# One yeast sachet or two?



## heshtek (30/4/14)

I want to get the brew listed in the link below going in the fermenter tonight. The recipe states that I may have to use 2 yeast sachets instead of 1. Problem is I only have 1 and can't make it to the store for another week. Do you think 1 sachet would be ok? The beer this recipe makes is only 6% so hopefully it would be ok to use just 1.

http://coopers.com.au/#/diy-beer/beer-recipes/strong/detail/authentic-ipa/

Thanks in advance to anyone who responds to this forum post.


----------



## JDW81 (30/4/14)

It is better to use 2 if you can get a second pack, but one should do the trick. Where in melbourne are you? Might be worth popping by a brew store to pick up some yeast (i.e. 2 packs of fermentis US 05 or a second coopers) if you get the chance. The right amount of yeast, and yeast in good health are two very important aspects of brewing.

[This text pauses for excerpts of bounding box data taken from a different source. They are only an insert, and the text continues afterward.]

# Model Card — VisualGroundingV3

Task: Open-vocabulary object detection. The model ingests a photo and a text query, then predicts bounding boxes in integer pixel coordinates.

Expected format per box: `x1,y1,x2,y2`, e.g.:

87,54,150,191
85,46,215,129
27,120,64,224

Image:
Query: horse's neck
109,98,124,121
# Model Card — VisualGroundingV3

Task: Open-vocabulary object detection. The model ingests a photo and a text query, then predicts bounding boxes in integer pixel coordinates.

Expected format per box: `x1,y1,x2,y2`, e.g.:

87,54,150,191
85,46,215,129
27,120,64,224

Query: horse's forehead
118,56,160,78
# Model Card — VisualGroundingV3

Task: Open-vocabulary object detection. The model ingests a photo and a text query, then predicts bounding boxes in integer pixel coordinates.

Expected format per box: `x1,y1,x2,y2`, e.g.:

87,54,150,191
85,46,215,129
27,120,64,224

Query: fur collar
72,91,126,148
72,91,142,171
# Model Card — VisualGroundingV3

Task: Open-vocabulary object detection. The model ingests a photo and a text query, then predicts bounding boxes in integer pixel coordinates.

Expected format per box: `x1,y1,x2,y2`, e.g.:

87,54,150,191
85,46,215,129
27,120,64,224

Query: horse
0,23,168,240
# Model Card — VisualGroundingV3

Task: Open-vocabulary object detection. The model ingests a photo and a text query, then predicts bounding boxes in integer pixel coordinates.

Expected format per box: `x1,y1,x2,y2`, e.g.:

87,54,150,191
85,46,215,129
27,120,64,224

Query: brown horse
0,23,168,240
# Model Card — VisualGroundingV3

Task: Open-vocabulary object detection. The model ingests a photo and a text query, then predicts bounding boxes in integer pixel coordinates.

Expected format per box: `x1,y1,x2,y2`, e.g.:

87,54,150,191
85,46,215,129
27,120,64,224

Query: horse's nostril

If you desperately want to brew tonight and can't go via the shop, then you will get away with one, but I'd go with 2 if you can.

JD


----------



## Florian (30/4/14)

If you go with one then rehydrate the yeast.


----------



## mckenry (30/4/14)

You really do need two for that IPA. Otherwise, leave out the dex and it *might* be just enough. You'll need 13g of dry yeast according to mr malty. Depends how much yeast is in a coopers sachet these days.


----------



## Tex083 (30/4/14)

The recipe doesn't have a starting gravity.... Being a 6% beer I would have to think it's going to be somewhere around 1.050-1.060 so one packet of dried yeast might do it. It will be under pitched and may cause some strange flavours. 
You could make a starter and pitch some more yeast into the fermenter. I have done this without a stir plate and it worked very well in a Belgian Triple. Have a google and see what you can do.


----------



## manticle (30/4/14)

We talking 1 x 7g pack of kit yeast or 1 x 11.5g pack of uso5 or similar?


----------



## heshtek (30/4/14)

manticle said:


> We talking 1 x 7g pack of kit yeast or 1 x 11.5g pack of uso5 or similar?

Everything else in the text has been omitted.